Let’s consider local throttling policies, where each api nodes maintain counters independently each other.
It was not clear do you want to reject request or put it into queue so that customers are still served but they latency grows.
There are few easy solutions, which does not require any Erlang
* Linux traffic shaping
If you keen to implement this feature in Erlang then please consider a circuit breaker pattern. You can create a fuse per IP address or sub network to reject a traffic.
> On 21 Sep 2018, at 9.40, Frank Muller <[hidden email]> wrote:
> Hi guys
> We have an HTTP web service based Cowboy which is receiving more and more traffic.
> We would like to implement a throttling mechanism per IP address to limit how many request/sec the same IP address can make.
> Is there any library out there for that?
> Or any (simple yet efficient) algorithm to implement?
> Ideas & feedabacks are very welcome.
> Thanks in advance.
> erlang-questions mailing list
> [hidden email] > http://erlang.org/mailman/listinfo/erlang-questions
Last time I had to do something similar I went with Cloudflare. It's been a few years now and it's still the cheaper option with no management overhad. If delegating this functionality to a SaaS is an option for you, it's worth considering.
The tricky question is about how much overload you might be expecting. The thing is that accepting an HTTP request and parsing it in order to know where it goes is a relatively costly operation (compared to just paying $2, getting a few thousand AWS instances, and throwing pre-built garbage queries at a server somewhere).
If what you're trying to do is absorb and track HTTP traffic to put a cap on even costlier operations at the back-end (or on servers upstream) such as costly processing or DB queries, then you don't necessarily need to be super fast; you just need to be cheaper than the big costly operations you're trying to protect against.

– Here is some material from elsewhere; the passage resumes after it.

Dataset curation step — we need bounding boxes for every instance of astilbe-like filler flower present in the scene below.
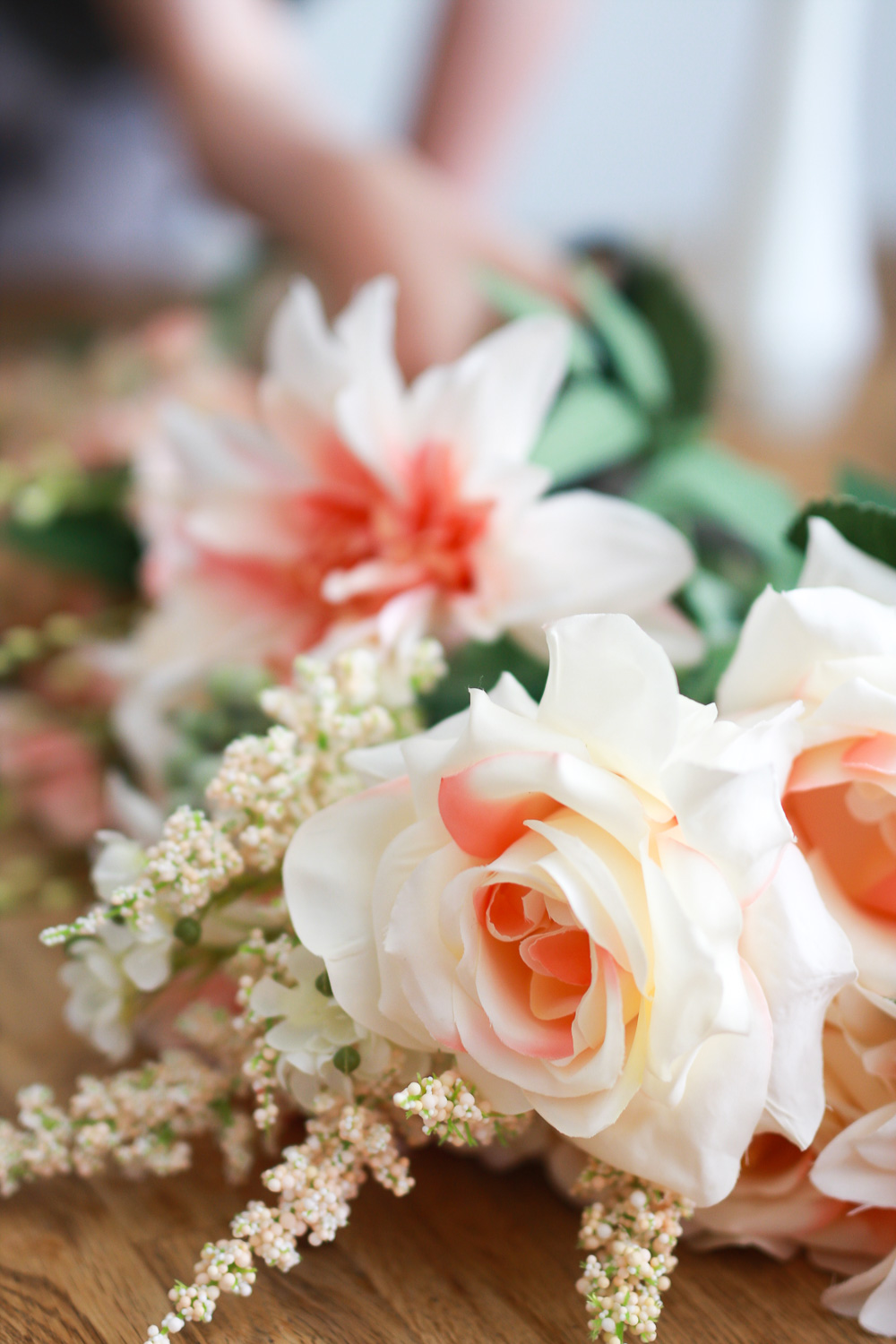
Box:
[576,1163,694,1344]
[108,279,700,782]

There are various strategies there depending on how slow you can afford to be, many of which have been described here:
using a gen_server to track and count (riskier on large servers as it may represent a single point of contention)
Jobs, which can be augmented with a lot of probes
Locks taken and handled with ETS
Circuit breakers to look at various metrics to force input to stall when becoming unstable
And at Heroku, we also developed a locking library (also in the blog post above) named canal_lock (https://github.com/heroku/canal_lock) which was aimed at being able to do lock-management for backend services where the number of available nodes changes and adapts over time. Still, if you can afford it, circuit breakers or frameworks like jobs do a good there since they can adapt with a lot of local-only information (and approaches such as https://en.wikipedia.org/wiki/Additive_increase/multiplicative_decrease for self-regulation. Also look at CoDel and other algorithms)

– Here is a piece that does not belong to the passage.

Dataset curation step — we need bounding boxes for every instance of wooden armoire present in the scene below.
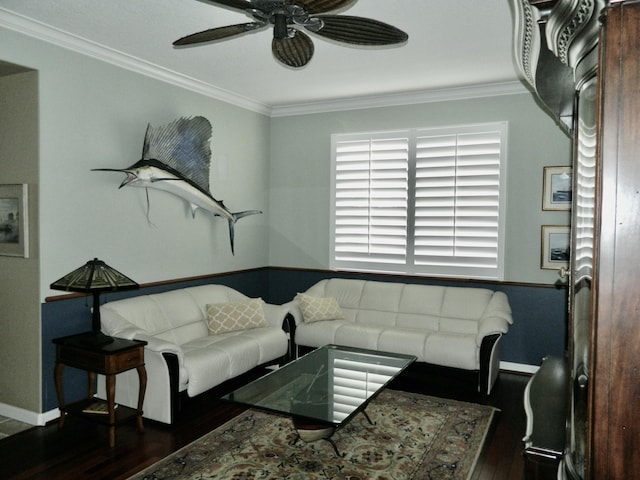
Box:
[510,0,640,480]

But all of this won't necessarily go far if what you have is overload traffic that is too costly to handle directly in terms of "parsing all the HTTP Requests is already too much CPU". Then you need to move to cheaper means: track connections or per-domain traffic through SNI data rather than plain HTTP requests, and impose limits there. Turn on options such as TCP_DEFER_ACCEPT which tell the kernel not to return you an 'accepted' socket until it has data waiting on the line, which saves on context switching and prevents idle connections from going up to your app (but won't do much if you're using TLS or the PROXY protocol since they expect to send info down the line right away).

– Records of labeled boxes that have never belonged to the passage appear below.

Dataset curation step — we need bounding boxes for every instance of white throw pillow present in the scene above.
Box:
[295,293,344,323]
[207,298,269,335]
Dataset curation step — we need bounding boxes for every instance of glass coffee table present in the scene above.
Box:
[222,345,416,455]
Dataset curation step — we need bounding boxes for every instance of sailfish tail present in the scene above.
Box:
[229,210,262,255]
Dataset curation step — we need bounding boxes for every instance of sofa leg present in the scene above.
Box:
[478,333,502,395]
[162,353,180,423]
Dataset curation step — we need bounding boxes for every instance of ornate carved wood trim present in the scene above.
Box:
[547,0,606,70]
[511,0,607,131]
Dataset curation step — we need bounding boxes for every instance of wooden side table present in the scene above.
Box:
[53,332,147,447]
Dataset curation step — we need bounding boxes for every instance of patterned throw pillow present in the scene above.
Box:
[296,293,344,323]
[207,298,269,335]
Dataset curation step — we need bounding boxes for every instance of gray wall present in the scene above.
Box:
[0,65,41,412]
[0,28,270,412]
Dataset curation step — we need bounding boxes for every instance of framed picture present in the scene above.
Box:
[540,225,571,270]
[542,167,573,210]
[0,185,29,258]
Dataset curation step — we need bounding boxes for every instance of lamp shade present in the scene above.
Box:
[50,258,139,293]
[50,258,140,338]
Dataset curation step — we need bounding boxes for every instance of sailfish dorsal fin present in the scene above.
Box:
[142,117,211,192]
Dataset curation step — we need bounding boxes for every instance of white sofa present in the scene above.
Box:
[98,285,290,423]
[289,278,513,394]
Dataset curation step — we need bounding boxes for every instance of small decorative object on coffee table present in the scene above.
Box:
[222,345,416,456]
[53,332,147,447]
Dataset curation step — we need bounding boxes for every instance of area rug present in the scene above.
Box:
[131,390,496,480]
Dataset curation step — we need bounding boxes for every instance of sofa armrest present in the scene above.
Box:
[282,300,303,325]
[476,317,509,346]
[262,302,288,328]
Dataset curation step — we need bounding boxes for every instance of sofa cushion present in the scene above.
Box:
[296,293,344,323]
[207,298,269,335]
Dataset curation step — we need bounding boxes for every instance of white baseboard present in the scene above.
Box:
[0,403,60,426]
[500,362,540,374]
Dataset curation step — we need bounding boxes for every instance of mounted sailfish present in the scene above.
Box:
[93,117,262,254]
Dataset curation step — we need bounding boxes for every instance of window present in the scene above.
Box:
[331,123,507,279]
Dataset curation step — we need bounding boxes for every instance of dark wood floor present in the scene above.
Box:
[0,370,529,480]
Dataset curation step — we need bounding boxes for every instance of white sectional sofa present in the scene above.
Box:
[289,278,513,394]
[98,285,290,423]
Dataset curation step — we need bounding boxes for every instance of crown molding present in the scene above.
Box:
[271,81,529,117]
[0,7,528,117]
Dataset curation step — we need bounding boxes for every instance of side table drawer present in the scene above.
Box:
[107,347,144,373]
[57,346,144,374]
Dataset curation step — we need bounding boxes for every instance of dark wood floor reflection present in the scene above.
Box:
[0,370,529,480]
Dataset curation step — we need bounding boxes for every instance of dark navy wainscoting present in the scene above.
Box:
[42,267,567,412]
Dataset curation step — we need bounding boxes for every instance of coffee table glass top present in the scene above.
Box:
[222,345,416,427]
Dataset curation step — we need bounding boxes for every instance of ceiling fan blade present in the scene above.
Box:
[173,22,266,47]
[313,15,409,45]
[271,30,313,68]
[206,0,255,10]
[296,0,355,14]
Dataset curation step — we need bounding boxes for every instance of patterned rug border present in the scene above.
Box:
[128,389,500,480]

When that won't work, you'll need to go down to the OS-level. You can tweak the size of ACK and SYN queues for indiscriminate filtering, or use packet filtering rules where the kernel itself can do quick inspection and dropping of data you cannot accept based on some data they contain. If you're at that level though, you may need a second NIC that is privately accessible just in order to be able to go set and modify these rules while the public NIC is under stress. If that doesn't work, then you need to look at a broader scope in terms of what your data center can do, but I figure this gets far from what you needed here.
In any case, the critical bit is that your system can be modeled as a queuing system; if you want to be able to take control over its stability, you must have the ability to handle validation and expulsion of overflow tasks faster than they can arrive. If you can't do that, you will not control what it is that you drop in terms of overflow. Any point of asynchrony in your system can act as an open valve where a task is reported to go fast when it goes sit into a growing queue down somewhere, so you have to be careful and make sure that your control and filtering at the edge reflects your actual bottlenecks and loads down the line.
It attempts to detect outliers in consumers of resources and throttle them (in your use case, these could be IP addresses performing an unusually large number of requests.) It can also enforce a collective rate limit.